Bordo makes this contrast plain later on in the piece when he says:
"But Sufi and Bordo disagree on what should have been done. “If the problem is housing, then the market needs to clear, and when the market needs to clear, it needs minimal amount of government intervention,” says Bordo. But when I probed whether Bordo was implicitly criticizing the Obama administration’s housing policies, he essentially shrugged. “We didn’t have massive government intervention in it anyway,” he says."
Yes, we needed to speed up foreclosures not impede them, to enable the housing market to find a level below that of the insane bubble prices of the last 8-10 years, not attempt to recreate them.
Yes, we needed to speed up foreclosures not impede them, to enable the housing market to find a level below that of the insane bubble prices of the last 8-10 years, not attempt to recreate them.
Thank you ever so much, you drooling moron, for demonstrating so clearly how it is that you idiots failed reading comprehension long ago. I doubt any of the economists mentioned would be saying this, but kudos to you for another demonstration of how stupid stupid has to be to be stupid enough to be you. I'm sure Willard appreciates your ability to parrot his talking point and even remember it from so long ago.
Your post is far too learned and detailed to enable an immediate response.
TC's response was absolutely perfect and spot on, and is on the same level as your lengthy bull@!$%# post.
Good for you, TC!
I hope in the first debate, Obama comes to the podium with a "Book of Lies" - perhaps Steve Benen's "Chronicling Mitt's Mendacity" and after explaining what it is and why it is important ("Mitt lies to the American people all the time. Don't vote for him"), walks over and hands a copy to Mitt and to the moderator.
Or each time Mittwit says something in the debate that's another lie, Obama can point it out, provide the press with the accurate information, and then, at the end he can look at Mittwit and ask "are you ever going to stop lying, sir?" Leaving Mittwit like the fish out of water he is.
Political beliefs have a strong hysteresis component, so Romney has scored lasting political gains while the truth is still getting its shoes on.
"At this point, these McLuhan Moments are making him look pretty silly."
Correction, Rawmoney looks pretty silly all on his own! From flip-flops to outright lies to just making shyt up Rawmoney looks like the Manchurian Candidate that he is......
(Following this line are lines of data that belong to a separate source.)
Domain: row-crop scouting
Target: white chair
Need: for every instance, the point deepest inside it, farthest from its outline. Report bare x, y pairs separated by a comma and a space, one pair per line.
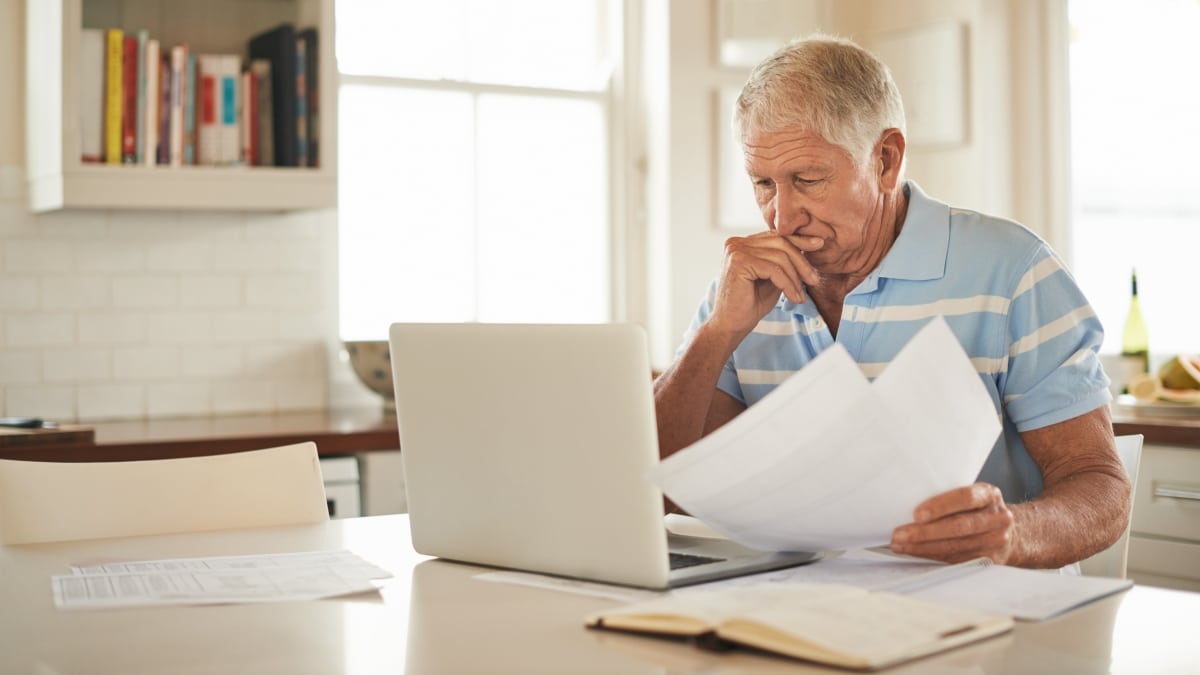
1111, 561
46, 501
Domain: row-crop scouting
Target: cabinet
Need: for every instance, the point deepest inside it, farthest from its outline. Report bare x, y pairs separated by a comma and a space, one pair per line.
58, 179
1164, 543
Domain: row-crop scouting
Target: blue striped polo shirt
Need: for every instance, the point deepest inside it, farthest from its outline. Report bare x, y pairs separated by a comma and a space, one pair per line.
1006, 294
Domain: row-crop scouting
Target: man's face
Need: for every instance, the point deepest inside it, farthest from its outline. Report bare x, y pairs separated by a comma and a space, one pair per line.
805, 185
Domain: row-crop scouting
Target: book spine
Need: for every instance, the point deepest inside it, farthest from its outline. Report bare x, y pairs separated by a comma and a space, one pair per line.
178, 59
190, 111
91, 103
150, 115
312, 65
264, 113
113, 102
130, 100
207, 101
279, 46
301, 105
246, 120
163, 107
139, 123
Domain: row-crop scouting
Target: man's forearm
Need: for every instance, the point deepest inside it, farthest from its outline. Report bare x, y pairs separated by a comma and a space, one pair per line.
1071, 521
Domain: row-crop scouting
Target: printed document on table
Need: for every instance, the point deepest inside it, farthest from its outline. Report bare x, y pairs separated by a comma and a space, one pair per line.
216, 580
829, 460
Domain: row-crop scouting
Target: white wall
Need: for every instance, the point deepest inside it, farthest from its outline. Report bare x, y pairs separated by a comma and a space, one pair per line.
127, 314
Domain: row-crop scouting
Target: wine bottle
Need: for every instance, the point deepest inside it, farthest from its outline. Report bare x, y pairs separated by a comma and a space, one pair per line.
1135, 340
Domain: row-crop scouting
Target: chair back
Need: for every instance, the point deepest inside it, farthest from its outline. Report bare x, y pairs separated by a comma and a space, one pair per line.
46, 501
1111, 561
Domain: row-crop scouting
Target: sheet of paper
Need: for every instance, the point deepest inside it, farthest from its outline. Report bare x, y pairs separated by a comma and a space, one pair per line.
1030, 595
831, 461
215, 580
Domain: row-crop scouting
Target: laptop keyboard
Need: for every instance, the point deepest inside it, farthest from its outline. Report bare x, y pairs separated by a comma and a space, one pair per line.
678, 561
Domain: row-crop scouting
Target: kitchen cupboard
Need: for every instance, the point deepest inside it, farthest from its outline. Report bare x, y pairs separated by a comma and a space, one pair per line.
1164, 542
59, 179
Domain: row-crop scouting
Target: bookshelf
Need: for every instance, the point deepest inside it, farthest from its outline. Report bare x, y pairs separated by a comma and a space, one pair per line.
59, 179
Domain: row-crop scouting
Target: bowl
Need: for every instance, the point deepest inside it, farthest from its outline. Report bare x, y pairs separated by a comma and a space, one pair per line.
372, 363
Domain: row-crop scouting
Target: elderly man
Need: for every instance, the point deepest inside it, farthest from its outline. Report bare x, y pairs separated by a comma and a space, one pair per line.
855, 254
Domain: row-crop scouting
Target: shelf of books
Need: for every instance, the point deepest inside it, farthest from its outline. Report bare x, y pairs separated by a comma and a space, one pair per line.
223, 105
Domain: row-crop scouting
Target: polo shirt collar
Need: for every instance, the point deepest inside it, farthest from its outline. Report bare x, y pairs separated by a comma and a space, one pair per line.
917, 255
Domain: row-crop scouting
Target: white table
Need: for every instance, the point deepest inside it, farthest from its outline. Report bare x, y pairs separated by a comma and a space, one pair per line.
435, 617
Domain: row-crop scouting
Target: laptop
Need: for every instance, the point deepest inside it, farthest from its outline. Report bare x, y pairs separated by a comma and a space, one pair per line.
527, 447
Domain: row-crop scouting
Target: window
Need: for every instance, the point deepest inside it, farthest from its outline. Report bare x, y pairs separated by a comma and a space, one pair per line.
1134, 148
473, 161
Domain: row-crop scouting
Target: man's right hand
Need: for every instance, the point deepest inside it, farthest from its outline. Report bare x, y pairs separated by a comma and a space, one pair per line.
756, 269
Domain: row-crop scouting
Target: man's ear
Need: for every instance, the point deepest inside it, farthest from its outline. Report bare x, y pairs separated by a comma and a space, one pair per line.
891, 155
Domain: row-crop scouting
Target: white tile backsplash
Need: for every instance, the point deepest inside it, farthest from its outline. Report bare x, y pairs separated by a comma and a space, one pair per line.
112, 327
48, 401
112, 401
75, 292
18, 292
33, 329
211, 291
145, 291
177, 399
21, 366
144, 363
120, 315
77, 364
39, 255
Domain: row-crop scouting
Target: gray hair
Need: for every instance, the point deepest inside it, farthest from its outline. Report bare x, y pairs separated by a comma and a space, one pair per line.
826, 85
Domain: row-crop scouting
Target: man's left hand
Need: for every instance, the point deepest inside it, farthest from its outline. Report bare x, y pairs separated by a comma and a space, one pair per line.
959, 525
One can easily take McLuhan's last line of that movie clip and apply it to the Romney candidacy: "How you ever got the
teaching coursepresidential nomination is totally amazing."Their just talking to their base, if Romney's mask felloff and the Right Wing saw Satin standing there they still wouldn't see Satin standing there.
All they would see is that it isn't Barry, and thats all they want to see.
Brand new here, and very excited to be a "member" on the blog. Anything even remotely associated with Rachel Maddow, and I am THERE. She is amazing.
Steve, love love loved the article. Brilliant journalism. Very concise take-down of that idiot Romney.
it was Marshall McLuhan, NOT Andy Warhol,who said: "Art is anything you can get away with."
Substitute "Politics" for "Art" and you have nailed the Romney campaign!
I doubt that the Romney campaign is actually ignorant of the true import of what they distort. I think that it is simply that they don't care. I'm not entirely certain that right-wingers really see other people as actually being people at all.